Posted by: ted richard | 25 June 2019 at 11:11 AM
Most intelligence civilian jobs are excepted service. It allows agencies to hire people with special skills without going through all the hoops of regular civil service.
When I came into the IC, I was told that "they can hire you off the streets, but they can put you back on just as quick". Excepted service people have most of the protections as regular civil service, but not all.
It is my observation that in civilian life, the military or in government service if they want you gone, you are. The old saying that it was impossible or really hard to get rid of an employee in government was false. It just took a lot of paperwork and justification, which most managers were to lazy to do, but it could and has been done.
As for a massive "purge", I survived everyone but the last one. Historically it happens like clock work. Think RIFs or reorganizations. Wild swings in manning over the years is the norm (huge cut backs until the next major intelligence failure).
Posted by: Vic | 25 June 2019 at 11:18 AM
Vic
"Most?"
Posted by: turcopolier | 25 June 2019 at 11:24 AM
And well worth reading too.
IMO the same thing (the domination at all levels in bureaucracies of "managers") is one of the principal reasons why I think the West's day is coming to a close. Tremendous Clausewitzian friction is added to every action by this tribe of close-minded self-obsessed sycophants proliferating like cockroaches. Seen it everywhere.
There's the private will (I want to get ahead), the general will (what's best for all of us) and the corporate will (what's best for the organisation). These "managers" fuse the private and corporate wills into an indestructible mass.
Posted by: Patrick Armstrong | 25 June 2019 at 11:25 AM
The BoJ experience is that a central bank's balance sheet can exceed GDP, that it can effectively own the government bond market and it can be the largest shareholder of a wide swath of publicly traded companies, with no deleterious effect to their currency. Note that the BoJ has been at the debasement game for two decades and has failed.

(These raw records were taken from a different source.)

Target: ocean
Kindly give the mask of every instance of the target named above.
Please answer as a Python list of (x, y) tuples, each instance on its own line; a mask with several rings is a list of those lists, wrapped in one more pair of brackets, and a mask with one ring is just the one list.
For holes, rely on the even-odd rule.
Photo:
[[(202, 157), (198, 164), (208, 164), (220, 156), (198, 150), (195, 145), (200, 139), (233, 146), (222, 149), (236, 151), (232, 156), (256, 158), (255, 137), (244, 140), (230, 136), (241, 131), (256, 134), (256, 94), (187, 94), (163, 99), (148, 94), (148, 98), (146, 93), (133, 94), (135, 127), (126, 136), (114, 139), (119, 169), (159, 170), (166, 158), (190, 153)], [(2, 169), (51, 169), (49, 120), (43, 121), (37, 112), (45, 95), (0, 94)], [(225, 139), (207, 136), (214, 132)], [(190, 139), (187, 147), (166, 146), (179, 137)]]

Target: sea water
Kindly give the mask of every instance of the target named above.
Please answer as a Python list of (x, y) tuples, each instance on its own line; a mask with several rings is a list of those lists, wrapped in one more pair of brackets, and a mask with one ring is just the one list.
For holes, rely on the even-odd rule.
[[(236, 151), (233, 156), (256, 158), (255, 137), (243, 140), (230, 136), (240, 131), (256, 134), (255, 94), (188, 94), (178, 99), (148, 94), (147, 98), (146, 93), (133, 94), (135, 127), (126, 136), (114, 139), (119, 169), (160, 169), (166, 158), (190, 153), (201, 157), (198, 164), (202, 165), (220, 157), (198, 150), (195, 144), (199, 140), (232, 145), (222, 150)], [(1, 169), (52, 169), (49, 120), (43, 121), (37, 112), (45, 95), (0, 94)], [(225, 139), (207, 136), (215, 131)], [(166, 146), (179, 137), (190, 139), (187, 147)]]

Even with annual trillion dollar increases in US national debt and the Chinese shedding dollar reserves, yields are dropping. The demise of the USD which has been forecast for decades has been a losing trade.
Posted by: blue peacock | 25 June 2019 at 01:55 PM
Apparently nothing can stop them from leaking to their friends in the Democrat media and THAT gives major skepticism of their "dedicated impartiality."